Saturday, October 14, 2017

Is There A Home in the Valley of Capitalism?


God help me, but I am glad my parents are not here to see this. Mountain View, California. There are

people living in their cars on the streets now. Never, never in my life have I seen such a thing here.

I was born in Palo Alto and raised in Mountain View. This is the home of Facebook

and Google. This is the home of capitalism. This is my home.

Every family has it's myth, or it's truth. My parent's story sounds somewhat like a truth of mythic

proportions. My mother was the first woman to graduate as an electrical engineer from New Mexico

State University. My father was a mathematician and engineer. They met while working on missile

telemetry at White Sands Proving Grounds in the post Manhattan Project cold war era. In 1955 they

left to Palo Alto, California in an exodus of engineers and scientists for the peace movement of the 

San Francisco Bay Area. Many landed as professors at Berkeley, or to Palo Alto as teachers and

engineers.  Many joined the Unitarian church, the epicenter of political activism.

“We no longer wanted to work on weapons of mass destruction,” my mother said.

So I grew up learning to program computers with punch cards. I grew up in an economy that was

nothing but upwardly mobile. I grew up understanding that as my parents were of the Great

Depression, it was a given in this life: Work hard, things get better.

It was one of those endless Saturday afternoons, the type where all options are yours when you're

ten. Coloring, reading, bike riding, playing my little guitar... the world was wide open for a child in

the early 70's. An old truck pulled up in front of our manicured lawn. A man, he was Mexican, and a

boy about my age walked up to our front door and I ran to answer. My father joined me and spoke to

this man while his son and I looked at each other curiously.  He probably wondered about my life as 

much as I wondered about his.

The boy's dad said that he and his son would wash all the windows on our house for twenty

five dollars, and my father said yes. They did the work and my father offered them a few more jobs.

     One day my mom told me that the man who came to our door that day now had a full time job as 

the handyman at a motel our neighbor across the street owned. I asked my dad about that one day. He

told me how impressed he was. He told me of the important and valuable lesson this father, who

 barely spoke English was imparting on his son. That it is ok to knock on someone's door. There is no

 shame in asking for work. This boy had a good father who was teaching him important values in this

 world.

So I wonder when I look at the level of homelessness where I come from, Silicon Valley. I wonder

how my father's values translate now.
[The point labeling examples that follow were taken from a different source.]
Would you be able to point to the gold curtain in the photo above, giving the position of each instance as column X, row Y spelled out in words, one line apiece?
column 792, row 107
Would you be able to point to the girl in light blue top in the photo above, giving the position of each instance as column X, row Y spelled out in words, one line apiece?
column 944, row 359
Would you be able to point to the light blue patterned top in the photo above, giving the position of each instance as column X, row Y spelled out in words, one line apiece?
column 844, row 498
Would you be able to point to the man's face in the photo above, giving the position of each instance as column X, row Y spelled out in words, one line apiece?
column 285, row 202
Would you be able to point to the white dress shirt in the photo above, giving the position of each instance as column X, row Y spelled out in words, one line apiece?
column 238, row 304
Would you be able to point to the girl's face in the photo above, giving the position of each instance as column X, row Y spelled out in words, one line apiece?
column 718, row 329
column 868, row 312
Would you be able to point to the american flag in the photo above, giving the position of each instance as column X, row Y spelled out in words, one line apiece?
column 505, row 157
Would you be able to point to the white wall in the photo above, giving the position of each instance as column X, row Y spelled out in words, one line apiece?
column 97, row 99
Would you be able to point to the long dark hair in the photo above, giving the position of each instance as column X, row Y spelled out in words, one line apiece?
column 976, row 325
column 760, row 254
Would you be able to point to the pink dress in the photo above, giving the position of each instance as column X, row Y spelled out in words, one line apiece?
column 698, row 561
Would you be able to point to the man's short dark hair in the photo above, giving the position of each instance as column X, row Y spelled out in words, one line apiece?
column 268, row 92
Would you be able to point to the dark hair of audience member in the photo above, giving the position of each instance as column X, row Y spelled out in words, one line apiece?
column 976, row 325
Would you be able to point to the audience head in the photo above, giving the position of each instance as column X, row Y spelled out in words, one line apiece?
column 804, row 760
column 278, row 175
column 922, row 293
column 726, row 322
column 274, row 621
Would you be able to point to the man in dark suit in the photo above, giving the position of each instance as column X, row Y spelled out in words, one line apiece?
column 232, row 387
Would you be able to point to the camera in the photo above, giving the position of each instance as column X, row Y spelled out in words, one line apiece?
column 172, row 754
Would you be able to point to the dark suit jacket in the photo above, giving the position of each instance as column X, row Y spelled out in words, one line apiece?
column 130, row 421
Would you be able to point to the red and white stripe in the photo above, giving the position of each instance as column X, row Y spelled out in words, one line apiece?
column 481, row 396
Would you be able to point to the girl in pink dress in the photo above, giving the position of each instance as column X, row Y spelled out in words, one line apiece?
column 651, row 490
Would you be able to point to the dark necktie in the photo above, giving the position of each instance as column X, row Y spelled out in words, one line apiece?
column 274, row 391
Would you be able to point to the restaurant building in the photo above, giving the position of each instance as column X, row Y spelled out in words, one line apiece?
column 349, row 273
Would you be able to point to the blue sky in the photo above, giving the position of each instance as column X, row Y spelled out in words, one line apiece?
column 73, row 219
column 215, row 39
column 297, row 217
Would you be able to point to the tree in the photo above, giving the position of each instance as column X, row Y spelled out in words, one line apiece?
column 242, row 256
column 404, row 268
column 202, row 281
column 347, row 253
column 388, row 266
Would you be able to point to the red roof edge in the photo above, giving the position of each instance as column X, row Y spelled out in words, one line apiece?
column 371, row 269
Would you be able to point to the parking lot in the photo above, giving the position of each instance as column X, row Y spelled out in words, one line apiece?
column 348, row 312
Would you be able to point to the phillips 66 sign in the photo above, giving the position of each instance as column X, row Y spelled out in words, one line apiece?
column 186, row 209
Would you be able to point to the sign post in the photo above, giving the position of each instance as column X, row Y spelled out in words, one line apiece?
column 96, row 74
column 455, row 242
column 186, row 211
How can any society continue when those whose hard work 

doing the most basic things we all need, childcare, cleaning, making food, washing windows... are

 left to be homeless?

My father felt a deep commitment to his fellow man. My father grew up in poverty, but he worked

hard and Things Got Better.  In all truth, my father could never say no to those who knocked on our

door for help.

So I wonder what he would do now. There are so many to help. On the streets of Mountain View,

people have no place to live.

Right up until the crash of 2007/2008, my father's life got better. That's when two thirds of everything

he worked for in this world vanished. And it killed him. He died April 3rd, 2009.

God help me but I am thankful he is not here to see what is happening in the town he made our home.